Tout tel qu’il eſt : Parquoy en le voyant
Ne l’ay cogneu tel comme en le croyant.
Le temps m’a faict veoir ſur quel fondement
Mon cueur vouloit aimer ſi fermement :
Ce fondement eſtoit voſtre beauté,
Soubs qui eſtoit couuerte cruauté.
Le temps m’a faict veoir beauté eſtre rien,
Et cruauté cauſe de tout mon bien,
Par qui ie fus de la beauté chaẞé,
Dont le regard i’auois tant pourchaẞé.
Ne voyant plus voſtre beauté tant belle,
I’ay mieux ſenty voſtre rigueur rebelle :
Ie n’ay laiẞé vous obeïr pourtant,
Dont ie me tiens tresheureux & content :
Veu que le temps cauſe de l’amitié
A eu de moy par ſa longueur pitié,
En me faiſant vn ſi honneſte tour
Que ie n’ay eu deſir de ce retour,
Fors ſeulement pour vous dire en ce lieu
Non vn bon iour, mais vn parfaict à dieu.

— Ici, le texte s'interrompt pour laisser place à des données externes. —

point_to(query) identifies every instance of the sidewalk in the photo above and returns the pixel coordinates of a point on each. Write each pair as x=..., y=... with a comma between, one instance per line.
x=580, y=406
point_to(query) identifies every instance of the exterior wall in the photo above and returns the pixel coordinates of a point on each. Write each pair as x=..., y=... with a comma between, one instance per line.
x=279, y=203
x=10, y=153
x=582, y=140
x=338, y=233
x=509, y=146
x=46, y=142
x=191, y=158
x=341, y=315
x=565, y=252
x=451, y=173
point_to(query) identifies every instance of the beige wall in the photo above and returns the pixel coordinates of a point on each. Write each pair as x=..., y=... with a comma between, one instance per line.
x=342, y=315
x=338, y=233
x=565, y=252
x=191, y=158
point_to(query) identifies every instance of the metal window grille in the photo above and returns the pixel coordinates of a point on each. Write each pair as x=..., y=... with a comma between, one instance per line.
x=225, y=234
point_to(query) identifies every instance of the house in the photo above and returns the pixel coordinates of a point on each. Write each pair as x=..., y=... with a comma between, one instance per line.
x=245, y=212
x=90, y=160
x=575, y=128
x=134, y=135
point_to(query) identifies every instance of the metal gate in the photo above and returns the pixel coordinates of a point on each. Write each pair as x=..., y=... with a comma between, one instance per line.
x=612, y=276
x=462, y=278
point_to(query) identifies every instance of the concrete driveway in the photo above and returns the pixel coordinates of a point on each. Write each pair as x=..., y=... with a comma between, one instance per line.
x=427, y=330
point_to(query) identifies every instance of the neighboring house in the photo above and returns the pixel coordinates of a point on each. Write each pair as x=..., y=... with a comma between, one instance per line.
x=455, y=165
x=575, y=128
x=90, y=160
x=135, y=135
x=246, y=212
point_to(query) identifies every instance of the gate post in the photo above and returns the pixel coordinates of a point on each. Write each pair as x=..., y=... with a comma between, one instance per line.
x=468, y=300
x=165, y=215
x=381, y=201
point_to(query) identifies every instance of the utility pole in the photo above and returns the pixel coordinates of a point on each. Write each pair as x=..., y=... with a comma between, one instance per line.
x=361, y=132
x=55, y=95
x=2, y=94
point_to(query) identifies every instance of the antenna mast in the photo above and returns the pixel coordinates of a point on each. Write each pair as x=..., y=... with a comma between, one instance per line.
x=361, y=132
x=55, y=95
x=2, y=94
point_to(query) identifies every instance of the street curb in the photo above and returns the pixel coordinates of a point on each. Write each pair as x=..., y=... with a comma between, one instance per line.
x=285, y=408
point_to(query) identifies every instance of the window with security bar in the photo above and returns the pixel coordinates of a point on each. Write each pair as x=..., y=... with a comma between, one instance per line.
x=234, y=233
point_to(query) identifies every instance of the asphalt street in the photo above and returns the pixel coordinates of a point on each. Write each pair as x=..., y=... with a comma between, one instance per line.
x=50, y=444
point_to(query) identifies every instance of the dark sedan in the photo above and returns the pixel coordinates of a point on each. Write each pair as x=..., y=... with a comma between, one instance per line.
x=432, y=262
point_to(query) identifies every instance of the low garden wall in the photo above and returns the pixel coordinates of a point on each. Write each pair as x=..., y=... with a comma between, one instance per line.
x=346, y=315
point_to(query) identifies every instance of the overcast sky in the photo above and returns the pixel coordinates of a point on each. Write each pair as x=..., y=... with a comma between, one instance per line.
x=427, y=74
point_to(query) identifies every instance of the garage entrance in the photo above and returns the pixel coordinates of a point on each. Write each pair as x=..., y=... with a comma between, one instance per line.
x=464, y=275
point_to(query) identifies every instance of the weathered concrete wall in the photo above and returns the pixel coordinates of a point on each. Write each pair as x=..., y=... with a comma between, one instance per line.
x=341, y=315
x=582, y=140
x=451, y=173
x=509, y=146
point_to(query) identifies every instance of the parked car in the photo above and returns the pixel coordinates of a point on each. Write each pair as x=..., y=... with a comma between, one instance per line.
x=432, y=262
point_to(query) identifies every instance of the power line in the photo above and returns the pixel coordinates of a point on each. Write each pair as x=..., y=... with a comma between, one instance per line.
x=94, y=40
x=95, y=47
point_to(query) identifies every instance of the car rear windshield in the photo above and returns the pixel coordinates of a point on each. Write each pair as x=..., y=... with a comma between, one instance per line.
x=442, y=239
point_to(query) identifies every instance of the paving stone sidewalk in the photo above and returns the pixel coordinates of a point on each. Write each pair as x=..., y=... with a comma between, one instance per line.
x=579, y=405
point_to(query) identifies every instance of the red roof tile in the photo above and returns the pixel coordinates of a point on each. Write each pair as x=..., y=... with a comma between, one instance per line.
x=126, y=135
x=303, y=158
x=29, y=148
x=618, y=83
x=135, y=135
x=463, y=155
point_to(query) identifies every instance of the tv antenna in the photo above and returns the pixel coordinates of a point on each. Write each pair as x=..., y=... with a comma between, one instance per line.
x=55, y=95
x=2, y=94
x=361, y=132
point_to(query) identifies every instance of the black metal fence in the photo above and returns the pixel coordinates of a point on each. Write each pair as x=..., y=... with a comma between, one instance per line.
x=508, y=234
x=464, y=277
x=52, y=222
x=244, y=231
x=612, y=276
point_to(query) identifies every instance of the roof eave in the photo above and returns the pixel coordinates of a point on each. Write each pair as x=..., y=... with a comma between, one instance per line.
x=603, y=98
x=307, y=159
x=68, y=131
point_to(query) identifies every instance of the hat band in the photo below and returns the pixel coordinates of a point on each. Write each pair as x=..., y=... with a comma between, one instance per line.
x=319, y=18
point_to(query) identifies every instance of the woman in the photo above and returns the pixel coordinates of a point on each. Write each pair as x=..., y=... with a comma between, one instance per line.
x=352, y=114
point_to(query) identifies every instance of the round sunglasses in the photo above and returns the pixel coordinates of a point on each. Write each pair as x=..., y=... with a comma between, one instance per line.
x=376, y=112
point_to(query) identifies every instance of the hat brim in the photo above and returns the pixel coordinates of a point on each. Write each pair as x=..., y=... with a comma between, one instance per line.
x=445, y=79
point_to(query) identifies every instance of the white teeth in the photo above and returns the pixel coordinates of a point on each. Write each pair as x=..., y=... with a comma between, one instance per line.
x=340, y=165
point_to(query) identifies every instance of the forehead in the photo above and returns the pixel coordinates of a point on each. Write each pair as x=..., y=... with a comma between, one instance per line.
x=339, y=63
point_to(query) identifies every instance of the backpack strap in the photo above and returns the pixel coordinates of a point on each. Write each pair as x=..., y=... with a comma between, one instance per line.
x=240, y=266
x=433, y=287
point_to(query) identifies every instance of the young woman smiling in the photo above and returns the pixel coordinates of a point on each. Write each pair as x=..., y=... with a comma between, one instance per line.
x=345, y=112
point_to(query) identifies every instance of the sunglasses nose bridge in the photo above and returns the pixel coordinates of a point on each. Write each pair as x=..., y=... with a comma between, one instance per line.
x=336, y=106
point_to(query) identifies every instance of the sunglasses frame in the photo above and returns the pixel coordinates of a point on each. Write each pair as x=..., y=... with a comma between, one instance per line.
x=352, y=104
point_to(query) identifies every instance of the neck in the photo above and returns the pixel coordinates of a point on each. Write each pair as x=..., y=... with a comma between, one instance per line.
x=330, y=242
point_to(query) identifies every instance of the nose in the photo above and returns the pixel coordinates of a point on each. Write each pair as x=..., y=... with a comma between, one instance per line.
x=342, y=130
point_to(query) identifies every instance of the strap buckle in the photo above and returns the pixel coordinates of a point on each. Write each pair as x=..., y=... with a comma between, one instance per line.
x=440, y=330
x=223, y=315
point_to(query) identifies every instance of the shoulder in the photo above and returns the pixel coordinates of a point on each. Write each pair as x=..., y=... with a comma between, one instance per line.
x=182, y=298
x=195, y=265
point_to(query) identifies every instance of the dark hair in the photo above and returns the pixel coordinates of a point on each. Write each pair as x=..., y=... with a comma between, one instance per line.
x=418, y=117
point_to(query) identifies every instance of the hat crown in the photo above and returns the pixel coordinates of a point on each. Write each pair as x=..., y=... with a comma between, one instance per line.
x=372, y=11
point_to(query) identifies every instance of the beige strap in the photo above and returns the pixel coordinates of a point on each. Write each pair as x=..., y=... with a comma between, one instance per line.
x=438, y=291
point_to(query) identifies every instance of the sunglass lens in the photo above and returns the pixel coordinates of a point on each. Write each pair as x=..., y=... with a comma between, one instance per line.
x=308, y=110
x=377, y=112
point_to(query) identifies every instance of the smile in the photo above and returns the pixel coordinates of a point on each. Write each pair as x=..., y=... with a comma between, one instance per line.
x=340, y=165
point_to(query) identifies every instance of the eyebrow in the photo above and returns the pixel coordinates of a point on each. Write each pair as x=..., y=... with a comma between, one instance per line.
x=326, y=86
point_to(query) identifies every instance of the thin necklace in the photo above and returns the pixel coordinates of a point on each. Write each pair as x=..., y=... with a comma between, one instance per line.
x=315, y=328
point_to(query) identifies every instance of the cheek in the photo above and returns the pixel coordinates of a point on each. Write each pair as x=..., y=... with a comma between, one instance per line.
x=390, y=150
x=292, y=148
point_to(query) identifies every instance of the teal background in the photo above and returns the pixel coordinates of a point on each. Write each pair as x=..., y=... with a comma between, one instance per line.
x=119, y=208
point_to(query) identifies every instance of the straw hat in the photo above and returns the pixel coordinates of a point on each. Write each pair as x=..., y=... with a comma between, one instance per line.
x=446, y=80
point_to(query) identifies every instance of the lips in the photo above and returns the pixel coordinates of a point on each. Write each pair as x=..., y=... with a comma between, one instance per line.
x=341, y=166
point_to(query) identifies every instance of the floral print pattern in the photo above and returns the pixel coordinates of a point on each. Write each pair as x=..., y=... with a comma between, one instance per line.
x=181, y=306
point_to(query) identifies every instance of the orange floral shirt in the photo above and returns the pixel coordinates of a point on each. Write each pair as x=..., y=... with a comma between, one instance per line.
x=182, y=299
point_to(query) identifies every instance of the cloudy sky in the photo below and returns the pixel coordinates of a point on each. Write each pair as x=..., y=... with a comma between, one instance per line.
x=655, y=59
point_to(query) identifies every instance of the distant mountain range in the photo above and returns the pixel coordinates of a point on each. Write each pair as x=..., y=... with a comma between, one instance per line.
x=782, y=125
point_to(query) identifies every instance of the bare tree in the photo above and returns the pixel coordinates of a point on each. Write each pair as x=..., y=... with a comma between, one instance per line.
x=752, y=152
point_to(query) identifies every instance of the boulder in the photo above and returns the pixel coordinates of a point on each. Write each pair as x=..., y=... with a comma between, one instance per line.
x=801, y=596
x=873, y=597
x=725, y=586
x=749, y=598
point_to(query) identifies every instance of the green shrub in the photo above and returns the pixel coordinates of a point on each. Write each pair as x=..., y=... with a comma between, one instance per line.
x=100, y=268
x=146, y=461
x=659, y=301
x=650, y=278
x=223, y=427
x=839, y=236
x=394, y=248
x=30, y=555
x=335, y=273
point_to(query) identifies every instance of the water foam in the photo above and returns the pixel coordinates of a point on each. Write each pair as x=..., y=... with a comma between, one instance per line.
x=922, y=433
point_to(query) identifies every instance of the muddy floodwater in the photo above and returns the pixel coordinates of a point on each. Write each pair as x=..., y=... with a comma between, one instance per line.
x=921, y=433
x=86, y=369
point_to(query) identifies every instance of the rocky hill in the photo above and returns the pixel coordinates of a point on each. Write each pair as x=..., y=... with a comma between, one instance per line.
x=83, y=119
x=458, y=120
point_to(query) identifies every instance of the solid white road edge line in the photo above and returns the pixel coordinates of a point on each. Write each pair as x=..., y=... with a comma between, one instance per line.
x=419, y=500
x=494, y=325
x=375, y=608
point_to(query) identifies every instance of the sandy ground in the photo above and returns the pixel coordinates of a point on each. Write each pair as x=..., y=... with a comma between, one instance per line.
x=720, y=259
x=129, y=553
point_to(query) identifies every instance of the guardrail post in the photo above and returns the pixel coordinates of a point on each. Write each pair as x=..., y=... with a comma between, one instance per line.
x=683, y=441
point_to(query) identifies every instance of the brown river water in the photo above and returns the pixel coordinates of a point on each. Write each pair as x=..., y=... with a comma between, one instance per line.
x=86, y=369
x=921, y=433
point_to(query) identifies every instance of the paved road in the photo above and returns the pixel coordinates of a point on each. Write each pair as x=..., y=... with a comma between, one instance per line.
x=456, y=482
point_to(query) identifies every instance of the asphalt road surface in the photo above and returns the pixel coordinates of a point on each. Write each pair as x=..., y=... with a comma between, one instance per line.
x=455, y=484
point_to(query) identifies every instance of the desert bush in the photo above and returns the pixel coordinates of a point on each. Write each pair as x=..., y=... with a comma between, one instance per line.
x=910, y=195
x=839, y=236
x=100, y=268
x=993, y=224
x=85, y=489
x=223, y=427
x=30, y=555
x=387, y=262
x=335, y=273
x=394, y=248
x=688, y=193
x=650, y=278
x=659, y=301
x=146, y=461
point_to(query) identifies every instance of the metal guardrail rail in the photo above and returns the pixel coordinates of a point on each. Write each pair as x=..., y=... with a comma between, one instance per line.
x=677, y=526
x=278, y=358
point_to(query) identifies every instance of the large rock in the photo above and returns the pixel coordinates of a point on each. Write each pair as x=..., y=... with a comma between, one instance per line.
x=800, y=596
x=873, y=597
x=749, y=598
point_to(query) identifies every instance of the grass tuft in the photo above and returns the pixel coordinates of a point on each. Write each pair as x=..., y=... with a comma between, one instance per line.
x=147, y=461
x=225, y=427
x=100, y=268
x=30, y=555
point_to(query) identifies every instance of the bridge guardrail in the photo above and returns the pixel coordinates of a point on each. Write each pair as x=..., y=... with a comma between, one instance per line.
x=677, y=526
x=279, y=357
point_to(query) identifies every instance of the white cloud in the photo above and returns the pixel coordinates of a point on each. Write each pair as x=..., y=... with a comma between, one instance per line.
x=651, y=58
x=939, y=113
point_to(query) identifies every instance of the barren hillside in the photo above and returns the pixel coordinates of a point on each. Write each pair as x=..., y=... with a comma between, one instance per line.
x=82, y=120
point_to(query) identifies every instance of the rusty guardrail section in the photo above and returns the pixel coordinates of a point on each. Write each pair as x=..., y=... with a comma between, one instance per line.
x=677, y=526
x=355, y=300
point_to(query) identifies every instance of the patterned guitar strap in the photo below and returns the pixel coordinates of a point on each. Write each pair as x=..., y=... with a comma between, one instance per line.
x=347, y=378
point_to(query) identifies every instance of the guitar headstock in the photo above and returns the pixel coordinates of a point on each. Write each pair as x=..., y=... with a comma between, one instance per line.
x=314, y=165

Le temps m’a faict veoir amour pauure & nu
Tout tel qu’il eſt, & dont il eſt venu :
Et par le temps i’ay le temps regretté
Autant ou plus que l’auois ſouhaitté,
Conduict d’amour qui aueugloit mes ſens,
Dont rien de luy fors regret ie ne ſens.
Mais en voyant ceſt amour deceuable,
Le temps m’a fait veoir l’amour veritable,
Que i’ay cogneu en ce lieu ſolitaire,
Ou par ſept ans m’a fallu plaindre & taire.